Officer Tully testified that "[t]here were bullets laying all over the house[.]" During the course of the investigation, Officer Tully made a protective sweep of the house and found several broken windows.
Peggy Creech (Creech), an assistant clerk of court for Superior Court of New Hanover County, testified that the victimfiled a complaint against Defendant on 9 September 2004 and requested a domestic violence protection order. A ten-day protective order was entered, and a hearing was held on 17 September 2004. At the hearing, the order was extended until 18 March 2005. The order prohibited Defendant from entering the victim's residence, except in the presence of a law enforcement officer to retrieve personal effects, and prohibited Defendant from "possessing, owning or receiving a firearm" during the effective time of the order.

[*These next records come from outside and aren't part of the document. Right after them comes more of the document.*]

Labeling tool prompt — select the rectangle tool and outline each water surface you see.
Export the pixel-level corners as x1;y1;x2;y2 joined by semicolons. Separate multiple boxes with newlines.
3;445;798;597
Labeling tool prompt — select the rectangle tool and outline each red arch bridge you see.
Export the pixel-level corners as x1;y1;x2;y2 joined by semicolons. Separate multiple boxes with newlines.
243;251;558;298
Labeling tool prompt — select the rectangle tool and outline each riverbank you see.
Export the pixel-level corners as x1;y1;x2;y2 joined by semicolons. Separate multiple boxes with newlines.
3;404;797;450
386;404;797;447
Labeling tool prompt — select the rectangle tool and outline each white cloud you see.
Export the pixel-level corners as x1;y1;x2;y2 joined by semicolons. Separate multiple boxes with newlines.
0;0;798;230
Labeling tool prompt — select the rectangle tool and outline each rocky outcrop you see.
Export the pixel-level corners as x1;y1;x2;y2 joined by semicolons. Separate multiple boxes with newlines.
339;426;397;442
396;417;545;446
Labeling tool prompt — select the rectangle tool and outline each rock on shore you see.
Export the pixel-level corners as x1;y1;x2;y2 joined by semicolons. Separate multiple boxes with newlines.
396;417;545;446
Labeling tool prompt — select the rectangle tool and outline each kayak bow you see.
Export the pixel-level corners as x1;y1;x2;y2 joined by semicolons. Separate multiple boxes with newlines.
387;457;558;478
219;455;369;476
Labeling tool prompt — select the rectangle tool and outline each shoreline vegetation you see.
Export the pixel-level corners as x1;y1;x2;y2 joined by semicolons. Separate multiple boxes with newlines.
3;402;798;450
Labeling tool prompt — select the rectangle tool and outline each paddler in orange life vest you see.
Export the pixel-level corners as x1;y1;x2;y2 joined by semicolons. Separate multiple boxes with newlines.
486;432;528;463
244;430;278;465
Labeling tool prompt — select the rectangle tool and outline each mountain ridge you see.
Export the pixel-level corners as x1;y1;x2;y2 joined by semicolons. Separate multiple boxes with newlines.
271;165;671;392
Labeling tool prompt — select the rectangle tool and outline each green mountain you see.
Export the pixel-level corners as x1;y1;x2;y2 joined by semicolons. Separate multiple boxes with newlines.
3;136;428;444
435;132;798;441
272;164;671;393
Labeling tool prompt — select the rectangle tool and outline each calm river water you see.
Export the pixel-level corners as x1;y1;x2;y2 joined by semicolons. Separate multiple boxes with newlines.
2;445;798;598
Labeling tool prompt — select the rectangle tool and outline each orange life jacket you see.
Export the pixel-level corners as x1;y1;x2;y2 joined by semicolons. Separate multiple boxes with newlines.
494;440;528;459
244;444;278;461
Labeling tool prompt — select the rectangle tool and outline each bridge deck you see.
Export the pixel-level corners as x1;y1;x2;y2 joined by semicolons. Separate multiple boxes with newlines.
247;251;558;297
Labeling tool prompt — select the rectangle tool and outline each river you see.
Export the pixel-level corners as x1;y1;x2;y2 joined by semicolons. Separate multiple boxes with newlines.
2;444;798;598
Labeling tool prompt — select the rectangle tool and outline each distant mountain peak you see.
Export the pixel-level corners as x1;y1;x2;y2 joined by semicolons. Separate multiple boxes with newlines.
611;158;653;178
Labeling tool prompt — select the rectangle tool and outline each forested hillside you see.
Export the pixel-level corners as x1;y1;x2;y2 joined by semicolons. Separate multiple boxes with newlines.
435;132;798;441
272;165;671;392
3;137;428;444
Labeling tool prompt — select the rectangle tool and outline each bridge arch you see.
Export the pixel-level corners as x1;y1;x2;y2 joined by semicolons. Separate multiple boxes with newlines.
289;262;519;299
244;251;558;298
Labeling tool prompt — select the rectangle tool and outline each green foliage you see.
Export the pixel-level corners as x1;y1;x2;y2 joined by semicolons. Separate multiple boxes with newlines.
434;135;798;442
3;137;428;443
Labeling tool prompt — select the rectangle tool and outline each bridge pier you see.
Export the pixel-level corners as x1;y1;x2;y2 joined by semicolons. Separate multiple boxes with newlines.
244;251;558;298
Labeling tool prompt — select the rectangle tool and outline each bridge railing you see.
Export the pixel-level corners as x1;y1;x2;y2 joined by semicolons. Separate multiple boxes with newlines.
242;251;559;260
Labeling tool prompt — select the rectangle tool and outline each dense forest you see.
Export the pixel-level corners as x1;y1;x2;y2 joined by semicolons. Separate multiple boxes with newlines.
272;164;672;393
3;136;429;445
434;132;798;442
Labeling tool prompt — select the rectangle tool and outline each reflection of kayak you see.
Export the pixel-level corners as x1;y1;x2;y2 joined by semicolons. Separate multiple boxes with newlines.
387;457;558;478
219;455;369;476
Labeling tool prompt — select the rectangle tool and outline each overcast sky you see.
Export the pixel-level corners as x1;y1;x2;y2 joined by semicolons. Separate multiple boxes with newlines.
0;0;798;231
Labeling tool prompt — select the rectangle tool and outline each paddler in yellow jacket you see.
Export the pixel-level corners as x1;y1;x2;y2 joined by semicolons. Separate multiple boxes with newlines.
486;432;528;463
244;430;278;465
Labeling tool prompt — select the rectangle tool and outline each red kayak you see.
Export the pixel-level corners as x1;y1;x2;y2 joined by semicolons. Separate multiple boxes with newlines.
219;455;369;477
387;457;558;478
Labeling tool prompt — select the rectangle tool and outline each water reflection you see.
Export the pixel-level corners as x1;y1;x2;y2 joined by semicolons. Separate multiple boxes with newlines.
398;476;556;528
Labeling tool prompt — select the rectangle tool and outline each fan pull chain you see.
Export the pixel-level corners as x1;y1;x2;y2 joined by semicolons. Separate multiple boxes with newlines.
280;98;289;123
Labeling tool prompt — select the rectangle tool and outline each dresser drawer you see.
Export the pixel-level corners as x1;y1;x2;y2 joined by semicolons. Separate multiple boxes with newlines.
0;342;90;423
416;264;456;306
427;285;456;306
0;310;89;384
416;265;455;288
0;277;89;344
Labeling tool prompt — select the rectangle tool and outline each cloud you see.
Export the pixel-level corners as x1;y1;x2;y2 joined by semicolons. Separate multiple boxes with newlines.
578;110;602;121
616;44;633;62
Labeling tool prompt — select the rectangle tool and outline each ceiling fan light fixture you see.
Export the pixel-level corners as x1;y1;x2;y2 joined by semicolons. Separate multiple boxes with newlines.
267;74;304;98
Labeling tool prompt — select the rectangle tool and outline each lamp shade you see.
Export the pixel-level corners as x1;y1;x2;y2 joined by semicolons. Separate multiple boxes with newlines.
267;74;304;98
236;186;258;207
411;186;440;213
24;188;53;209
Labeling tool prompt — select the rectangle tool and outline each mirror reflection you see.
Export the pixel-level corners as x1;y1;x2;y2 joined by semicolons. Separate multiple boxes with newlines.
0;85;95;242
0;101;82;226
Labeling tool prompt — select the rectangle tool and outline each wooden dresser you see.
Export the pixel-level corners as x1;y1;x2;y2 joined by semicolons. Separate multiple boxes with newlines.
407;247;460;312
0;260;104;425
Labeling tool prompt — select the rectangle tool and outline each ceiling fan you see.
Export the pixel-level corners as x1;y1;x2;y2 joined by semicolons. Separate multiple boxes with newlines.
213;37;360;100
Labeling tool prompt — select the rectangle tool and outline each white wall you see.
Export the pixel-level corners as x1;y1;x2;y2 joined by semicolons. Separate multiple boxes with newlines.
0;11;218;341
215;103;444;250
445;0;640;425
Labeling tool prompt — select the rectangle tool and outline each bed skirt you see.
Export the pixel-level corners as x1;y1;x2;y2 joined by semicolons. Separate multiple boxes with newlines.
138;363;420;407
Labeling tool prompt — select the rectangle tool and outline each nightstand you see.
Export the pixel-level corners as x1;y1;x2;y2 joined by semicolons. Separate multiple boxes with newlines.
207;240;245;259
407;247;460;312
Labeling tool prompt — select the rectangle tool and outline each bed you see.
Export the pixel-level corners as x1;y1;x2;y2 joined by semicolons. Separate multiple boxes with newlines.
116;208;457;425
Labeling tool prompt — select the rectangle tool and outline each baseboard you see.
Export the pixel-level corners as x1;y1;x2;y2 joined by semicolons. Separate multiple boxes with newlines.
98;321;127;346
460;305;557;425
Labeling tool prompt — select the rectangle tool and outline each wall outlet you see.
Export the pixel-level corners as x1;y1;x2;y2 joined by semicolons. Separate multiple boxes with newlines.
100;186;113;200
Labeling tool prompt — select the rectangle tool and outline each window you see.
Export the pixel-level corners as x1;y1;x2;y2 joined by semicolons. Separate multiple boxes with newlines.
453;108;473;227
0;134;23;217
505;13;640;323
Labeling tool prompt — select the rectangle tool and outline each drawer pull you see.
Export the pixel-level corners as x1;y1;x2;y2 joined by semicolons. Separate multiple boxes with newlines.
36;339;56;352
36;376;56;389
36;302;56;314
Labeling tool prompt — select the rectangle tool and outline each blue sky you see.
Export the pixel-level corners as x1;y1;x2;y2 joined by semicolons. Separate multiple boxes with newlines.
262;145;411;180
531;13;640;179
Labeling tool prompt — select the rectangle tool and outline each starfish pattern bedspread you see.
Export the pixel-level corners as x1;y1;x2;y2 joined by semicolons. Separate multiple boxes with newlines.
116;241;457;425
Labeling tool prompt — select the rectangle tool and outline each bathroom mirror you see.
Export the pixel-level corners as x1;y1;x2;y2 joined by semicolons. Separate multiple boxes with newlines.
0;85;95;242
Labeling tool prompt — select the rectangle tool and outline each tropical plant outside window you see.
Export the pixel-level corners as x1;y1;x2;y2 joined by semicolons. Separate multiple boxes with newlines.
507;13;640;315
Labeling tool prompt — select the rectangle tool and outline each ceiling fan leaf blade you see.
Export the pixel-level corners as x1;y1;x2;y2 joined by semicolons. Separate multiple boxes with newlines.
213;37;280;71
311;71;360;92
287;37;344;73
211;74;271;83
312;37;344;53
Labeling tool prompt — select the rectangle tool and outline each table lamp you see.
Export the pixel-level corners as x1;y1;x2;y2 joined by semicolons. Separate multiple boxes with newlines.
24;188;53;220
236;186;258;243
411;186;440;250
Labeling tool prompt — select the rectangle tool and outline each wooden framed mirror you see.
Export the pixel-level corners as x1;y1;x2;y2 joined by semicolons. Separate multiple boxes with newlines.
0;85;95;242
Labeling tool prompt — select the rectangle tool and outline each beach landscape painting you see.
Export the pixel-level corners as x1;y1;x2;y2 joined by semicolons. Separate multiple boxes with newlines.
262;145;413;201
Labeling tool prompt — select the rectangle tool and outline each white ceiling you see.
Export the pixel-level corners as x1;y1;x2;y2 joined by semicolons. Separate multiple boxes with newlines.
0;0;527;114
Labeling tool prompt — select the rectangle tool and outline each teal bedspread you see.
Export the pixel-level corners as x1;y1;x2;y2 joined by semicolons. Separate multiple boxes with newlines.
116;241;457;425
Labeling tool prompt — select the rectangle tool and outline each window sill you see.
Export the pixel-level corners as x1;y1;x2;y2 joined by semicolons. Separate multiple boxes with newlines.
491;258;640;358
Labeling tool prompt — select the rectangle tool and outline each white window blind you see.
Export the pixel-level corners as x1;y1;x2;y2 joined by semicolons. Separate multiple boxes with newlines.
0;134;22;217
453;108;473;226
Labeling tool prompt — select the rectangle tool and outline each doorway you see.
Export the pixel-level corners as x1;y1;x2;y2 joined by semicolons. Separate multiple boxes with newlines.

The chief of security in the victim's neighborhood, Russell James (Chief James), testified that the guards used "pass on information" forms to stay informed about events occurring in the neighborhood. He testified that the records were kept in the ordinary course of business, and that he and the other guards relied on the accuracy of the forms to keep the neighborhood safe. Over Defendant's objection, Chief James read the following entry from a pass on information form: "[The victim's] husban[d] has been threat[en]ing her. [I]f anyone calls him in, call the person back to be sure he is not trying to call [him]self in[.] Per Russell." Chief James also testified that when he spoke with the victim sometime between 21 September 2004 and 25 September 2004, she told him she was going out of town the following week.
Further facts will be set out in the opinion as needed.
At the close of the State's evidence, Defendant moved to dismiss each of the charges against him. The trial court denied Defendant's motions. Defendant did not present any evidence attrial and renewed his motions to dismiss at the close of all the evidence.
During the charge conference, Defendant requested that the trial court instruct the jury on manslaughter. The trial court denied Defendant's request. The verdict sheet submitted to the jury regarding the first-degree murder charge permitted the jury to find Defendant guilty of first-degree murder, second-degree murder, or not guilty.
During the jury's deliberations, the jury requested to know the penalty for second-degree murder. The trial court informed the jury that its job was to determine guilt or innocence in accordance with the instructions given, and that punishment was the province of the trial court.